That’s the big question facing some of you. There are also some other related ones: “Will I be able put in the intensive work that a PhD requires?” “Is it going to be worth it?” – and perhaps, most important of all: “What scope is there for me after I get my doctoral degree?”
In her article entitled ‘Applying to Ph.D. Programs in Computer Science’ Dr. Harchol-Balter (an associate professor of computer science at CMU who has been involved in the Ph.D. admissions process at CMU, U.C. Berkeley, and MIT) answers these questions in-depth and with a great deal of insight. What is more she does so in a clear, concise, straight forward manner that allows her to cover a lot of ground in one brief, easy-to-read document.
Though she writes with a focus on doctoral programs in Computer Science, students applying for almost any program can read it with profit. In fact all students whether they are applying to master’s or doctoral programs in an American university should read her comments on the ‘Application Process’. They give invaluable tips (especially for top-notch students) on the recommendation letter and the statement of purpose.
Her article covers five main sections:
- Do I really want a Ph.D.? What does a Ph.D. entail?
- The Application Process
- Fellowship Information
- Choosing the right Ph.D. program for you
- Current 2010 Rankings of CS Ph.D. programs in the U.S.
The depth of her insights (delivered in a refreshingly direct manner) are apparent no matter where you look. Here are a few random samples:
- What you should understand about a PhD: “A Ph.D. is a long, in-depth research exploration of one topic. By long we’re typically talking about 6 years. By in-depth we mean that at the end of the Ph.D. you will be the world expert or close to it in your particular area. You will know more than your advisor about your particular research area. You will know about your research than anyone at your school…”
- Graduate school rankings: “Ranking is based on people’s opinions. Even very low ranked schools have some truly great professors and some very famous professors. Also remember that a famous professor does not imply a great advisor”
- Choosing the right PhD program: “Count the faculty in your chosen area of research. Now subtract all the ones who are not actually present (their name appears on the web page, but they’re actually at some other school). The number left are the resources you will have to help you with your thesis research.”
- The balance between course work and research in a PhD: “A Ph.D. program typically requires less than 10 courses during the entire 6 years (including required “core” courses, and required “electives”). The emphasis in the Ph.D. is not on classes, but rather on research. A Ph.D. student will typically take classes only when she feels that they will be useful in her research.”
- The differences between professor-student relationship in classes and in research:
- ” In research, you are often working alone, or at best with you advisor and maybe one other student”
- “In research, there are no grades. There is some instruction (from your advisor), but mostly it’s up to you to be self-motivated and pro-active”

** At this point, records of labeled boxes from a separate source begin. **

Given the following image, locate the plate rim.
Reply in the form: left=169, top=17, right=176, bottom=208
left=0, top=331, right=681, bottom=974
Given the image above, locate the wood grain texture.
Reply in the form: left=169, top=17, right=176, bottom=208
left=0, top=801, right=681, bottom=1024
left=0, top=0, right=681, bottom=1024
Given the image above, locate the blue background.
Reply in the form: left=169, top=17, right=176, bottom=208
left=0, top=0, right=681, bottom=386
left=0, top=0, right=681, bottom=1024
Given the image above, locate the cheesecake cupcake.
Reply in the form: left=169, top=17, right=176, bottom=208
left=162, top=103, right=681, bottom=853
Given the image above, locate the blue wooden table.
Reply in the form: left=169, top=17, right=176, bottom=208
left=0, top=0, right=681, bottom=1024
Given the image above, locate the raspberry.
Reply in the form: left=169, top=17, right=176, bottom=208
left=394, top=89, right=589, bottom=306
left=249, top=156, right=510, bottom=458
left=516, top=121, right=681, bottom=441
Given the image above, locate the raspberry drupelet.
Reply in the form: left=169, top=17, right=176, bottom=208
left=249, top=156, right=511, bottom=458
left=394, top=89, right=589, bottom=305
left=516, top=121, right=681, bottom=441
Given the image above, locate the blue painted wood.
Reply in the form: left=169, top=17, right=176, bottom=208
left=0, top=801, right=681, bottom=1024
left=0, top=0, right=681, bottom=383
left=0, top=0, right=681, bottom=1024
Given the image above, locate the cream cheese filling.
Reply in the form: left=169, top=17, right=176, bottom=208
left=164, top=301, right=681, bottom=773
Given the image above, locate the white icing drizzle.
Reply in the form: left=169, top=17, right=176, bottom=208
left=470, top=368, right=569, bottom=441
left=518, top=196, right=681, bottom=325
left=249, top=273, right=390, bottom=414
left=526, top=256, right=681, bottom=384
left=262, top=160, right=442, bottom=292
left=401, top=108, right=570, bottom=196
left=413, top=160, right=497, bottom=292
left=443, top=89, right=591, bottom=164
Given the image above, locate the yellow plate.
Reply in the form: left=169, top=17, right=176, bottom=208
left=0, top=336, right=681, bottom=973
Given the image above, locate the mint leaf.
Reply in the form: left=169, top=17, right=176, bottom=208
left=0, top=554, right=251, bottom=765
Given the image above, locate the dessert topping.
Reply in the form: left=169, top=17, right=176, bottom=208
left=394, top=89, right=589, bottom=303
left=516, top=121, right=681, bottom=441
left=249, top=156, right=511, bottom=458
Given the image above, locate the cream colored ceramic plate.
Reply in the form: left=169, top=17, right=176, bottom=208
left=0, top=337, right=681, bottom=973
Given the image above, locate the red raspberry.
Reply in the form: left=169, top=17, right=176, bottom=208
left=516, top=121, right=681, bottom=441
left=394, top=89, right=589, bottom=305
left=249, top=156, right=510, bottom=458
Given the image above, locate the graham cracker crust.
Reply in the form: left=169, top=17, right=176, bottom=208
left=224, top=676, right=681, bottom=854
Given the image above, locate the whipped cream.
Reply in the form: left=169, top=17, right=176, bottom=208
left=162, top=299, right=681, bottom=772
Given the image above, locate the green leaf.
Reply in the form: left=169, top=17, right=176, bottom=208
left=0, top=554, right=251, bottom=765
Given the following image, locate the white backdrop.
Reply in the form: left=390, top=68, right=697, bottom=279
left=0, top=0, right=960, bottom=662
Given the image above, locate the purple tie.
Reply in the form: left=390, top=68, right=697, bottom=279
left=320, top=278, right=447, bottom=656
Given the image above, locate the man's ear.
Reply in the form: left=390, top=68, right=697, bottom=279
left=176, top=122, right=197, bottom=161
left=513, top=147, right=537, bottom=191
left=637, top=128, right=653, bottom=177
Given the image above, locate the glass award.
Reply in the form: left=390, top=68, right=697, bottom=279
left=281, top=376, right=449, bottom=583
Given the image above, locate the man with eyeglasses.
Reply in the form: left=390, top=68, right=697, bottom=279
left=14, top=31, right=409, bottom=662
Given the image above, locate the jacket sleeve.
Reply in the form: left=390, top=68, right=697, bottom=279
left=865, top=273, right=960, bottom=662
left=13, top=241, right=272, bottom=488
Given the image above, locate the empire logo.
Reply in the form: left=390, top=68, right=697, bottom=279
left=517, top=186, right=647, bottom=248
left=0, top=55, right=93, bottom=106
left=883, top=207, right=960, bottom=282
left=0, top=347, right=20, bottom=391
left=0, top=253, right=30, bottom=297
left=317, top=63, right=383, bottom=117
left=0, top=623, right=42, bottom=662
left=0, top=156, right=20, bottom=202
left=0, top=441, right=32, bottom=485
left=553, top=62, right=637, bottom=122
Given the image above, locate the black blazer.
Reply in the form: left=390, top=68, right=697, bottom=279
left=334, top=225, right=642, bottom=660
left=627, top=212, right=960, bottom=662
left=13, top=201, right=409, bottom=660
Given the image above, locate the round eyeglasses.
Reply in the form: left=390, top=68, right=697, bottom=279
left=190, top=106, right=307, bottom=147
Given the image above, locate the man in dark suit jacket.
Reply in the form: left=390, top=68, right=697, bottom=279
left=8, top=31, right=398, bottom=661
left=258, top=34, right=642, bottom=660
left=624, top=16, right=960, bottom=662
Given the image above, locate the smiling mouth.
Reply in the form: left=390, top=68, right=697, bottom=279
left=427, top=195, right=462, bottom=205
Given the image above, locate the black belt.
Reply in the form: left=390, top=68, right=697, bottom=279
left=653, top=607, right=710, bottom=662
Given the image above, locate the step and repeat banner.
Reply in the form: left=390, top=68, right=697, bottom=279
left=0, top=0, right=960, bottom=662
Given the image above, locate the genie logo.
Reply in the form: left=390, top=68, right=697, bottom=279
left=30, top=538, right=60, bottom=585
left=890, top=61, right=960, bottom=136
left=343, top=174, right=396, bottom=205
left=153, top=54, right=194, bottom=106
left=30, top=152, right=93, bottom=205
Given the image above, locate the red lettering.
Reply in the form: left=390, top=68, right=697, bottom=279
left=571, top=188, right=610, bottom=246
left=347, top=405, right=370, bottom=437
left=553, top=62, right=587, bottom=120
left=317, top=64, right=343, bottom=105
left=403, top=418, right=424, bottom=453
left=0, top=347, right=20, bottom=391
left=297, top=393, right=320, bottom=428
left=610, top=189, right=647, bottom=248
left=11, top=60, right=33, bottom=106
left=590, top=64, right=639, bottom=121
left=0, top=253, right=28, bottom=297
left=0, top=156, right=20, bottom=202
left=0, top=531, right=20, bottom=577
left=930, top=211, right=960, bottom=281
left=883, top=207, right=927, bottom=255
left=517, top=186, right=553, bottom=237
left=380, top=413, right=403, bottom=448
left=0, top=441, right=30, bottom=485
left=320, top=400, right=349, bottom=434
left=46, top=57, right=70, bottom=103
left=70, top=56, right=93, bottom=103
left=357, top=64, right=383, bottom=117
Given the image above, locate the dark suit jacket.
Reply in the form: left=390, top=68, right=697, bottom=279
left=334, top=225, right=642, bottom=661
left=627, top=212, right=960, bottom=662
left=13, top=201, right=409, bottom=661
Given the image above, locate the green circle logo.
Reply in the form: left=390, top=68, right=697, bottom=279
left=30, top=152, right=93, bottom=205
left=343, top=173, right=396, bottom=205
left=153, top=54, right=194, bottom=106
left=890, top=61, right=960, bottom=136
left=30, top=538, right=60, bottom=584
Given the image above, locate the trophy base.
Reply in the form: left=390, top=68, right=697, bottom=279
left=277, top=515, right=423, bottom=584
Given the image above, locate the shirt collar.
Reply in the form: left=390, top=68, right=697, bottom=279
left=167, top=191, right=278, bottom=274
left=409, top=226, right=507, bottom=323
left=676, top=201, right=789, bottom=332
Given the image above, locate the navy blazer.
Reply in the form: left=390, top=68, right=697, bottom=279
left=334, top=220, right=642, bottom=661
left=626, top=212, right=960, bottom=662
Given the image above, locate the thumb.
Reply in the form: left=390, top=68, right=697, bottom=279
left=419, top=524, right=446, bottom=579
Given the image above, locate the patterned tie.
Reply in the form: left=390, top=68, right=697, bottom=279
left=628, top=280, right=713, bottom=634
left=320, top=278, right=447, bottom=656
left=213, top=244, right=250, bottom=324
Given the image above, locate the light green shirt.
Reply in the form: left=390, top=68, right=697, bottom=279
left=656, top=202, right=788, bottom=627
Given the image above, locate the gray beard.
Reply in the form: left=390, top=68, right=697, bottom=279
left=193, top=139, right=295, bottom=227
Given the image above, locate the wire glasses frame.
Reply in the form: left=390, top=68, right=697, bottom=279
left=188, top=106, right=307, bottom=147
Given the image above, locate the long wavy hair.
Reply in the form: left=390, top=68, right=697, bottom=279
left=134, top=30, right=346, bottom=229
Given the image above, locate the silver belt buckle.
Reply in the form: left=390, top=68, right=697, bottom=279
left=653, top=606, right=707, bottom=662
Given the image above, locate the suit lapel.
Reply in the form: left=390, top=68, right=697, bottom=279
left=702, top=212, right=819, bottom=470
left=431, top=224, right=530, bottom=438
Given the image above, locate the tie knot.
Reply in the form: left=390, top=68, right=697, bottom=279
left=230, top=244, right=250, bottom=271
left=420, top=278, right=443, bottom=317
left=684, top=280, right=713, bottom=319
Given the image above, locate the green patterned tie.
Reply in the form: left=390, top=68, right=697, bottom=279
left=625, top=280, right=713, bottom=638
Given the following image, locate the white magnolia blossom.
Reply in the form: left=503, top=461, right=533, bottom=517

- “In the classroom, there is a distance between you and your professor. In research, you and your advisor will work side-by-side”
- “When taking classes, you will almost never see your professor alone. When doing research with an advisor, you will typically have 1 hour per week when you meet with your advisor alone.”
- Why you should try for a fellowship: “If you are awarded the fellowship, it is an honor that will forever appear on your cv” and “An outside fellowship makes you an attractive target for any school and for any advisor. When I received a 6-year fellowship, I immediately sent every school I had applied to a postcard notifying them. Within a week they all accepted me – Why not? I came free of charge.”
If you are wondering whether to apply for a PhD, this is an article well worth reading. Here’s the link: Applying to Ph.D. Programs in Computer Science.
P.S. included in her article, for those of you who are interested, is the story of how Dr. Mor Harchol-Balter, decided that she wanted to pursue doctoral studies.